How Much Control Is Too Much Control? When On-Call Time Becomes “Hours Worked”


By: Allison L. Shrallow

Recently, the California Supreme Court provided guidance on an important question in employment law: How much employer control turns on-call time into “hours worked?”  In enacting its on-call policy, an employer must determine whether it is required to pay its employee for the entire time he is on-call or whether it is lawful to compensate him only for his time spent responding to calls.  Whether or not on-call time constitutes “hours worked” has significant economic implications for businesses because on-call shifts typically follow an employee’s regular eight hour shift, and, if deemed hours worked, requires the employer to pay the employee overtime wages at a rate of time and a half for each hour the employee remains on-call.

In Mendiola v. CPS Security Solutions, the Court held employers who require their employees to stay overnight at the employer’s premises during their on-call shift must compensate their employees for the entire time the employees remain on-call.  In this case, while on-call, the employees were required to reside on the worksite in an employer-provided trailer and were obligated to respond—immediately and in uniform—to suspicious activity.  Employees could leave the worksite only if another employee relieved them and had to return to the worksite within 30 minutes.  This case represents one end of the spectrum.

At the other end of the spectrum is Gomez v. Lincare, Inc., where the court found the employees’ ability to engage in personal activities was not unduly restricted when the employer required them to respond to 50 pages a week, telephonically within 30 minutes, or if the matter could not be resolved over the phone, in-person within two hours.

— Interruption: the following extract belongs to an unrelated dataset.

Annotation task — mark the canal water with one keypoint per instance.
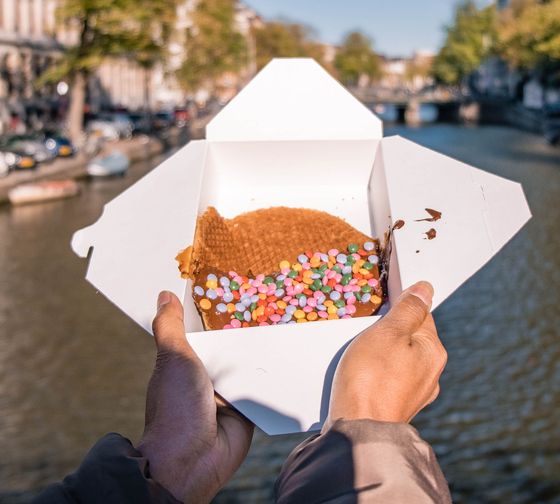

These cases demonstrate courts are not inclined to expand the definition of “hours worked” unless the employee is restrained from leaving the premises or is unduly restricted from engaging in personal activities while on-call.  The question is where does the line get drawn?  Below are some general guidelines for employers to follow in enacting their on-call policies to decrease the likelihood of the time being construed as “hours worked.”

Employers should provide employees with at least 30 minutes to respond to calls via cell phone, although, according to a Ninth Circuit case applying federal law, a 15 minute telephone response time may not be deemed unduly restrictive. If an in-person visit is necessary, employees should be given as much time as possible to respond, as the further employees can travel while on-call, the less the time looks like “hours worked.”  Finally, employers should try to have as many employees on-call during a particular shift as possible so no one employee is overburdened with a high frequency of calls and to allow employees to easily trade on-call shifts.

The dearth of California case law on this subject leaves a lot of questions unanswered in determining how much employer control turns on-call time into hours worked. Of course, a trier of fact would likely find a policy requiring employees to respond in-person within 30 minutes to be unduly restrictive, as it would preclude employees from engaging in most personal activities, including dining at a restaurant.  However, it’s more difficult to predict whether, for example, a 45 to 90 minute in-person response time would be considered unduly restrictive.  Therefore, in instances where the employer does not require its employees to reside on-premises but, because of the nature of its business, requires its employees to respond immediately by phone to a high frequency of calls and/or in-person in less than two hours, the employer should consider erring on the side of caution and compensating its employees for on-call time.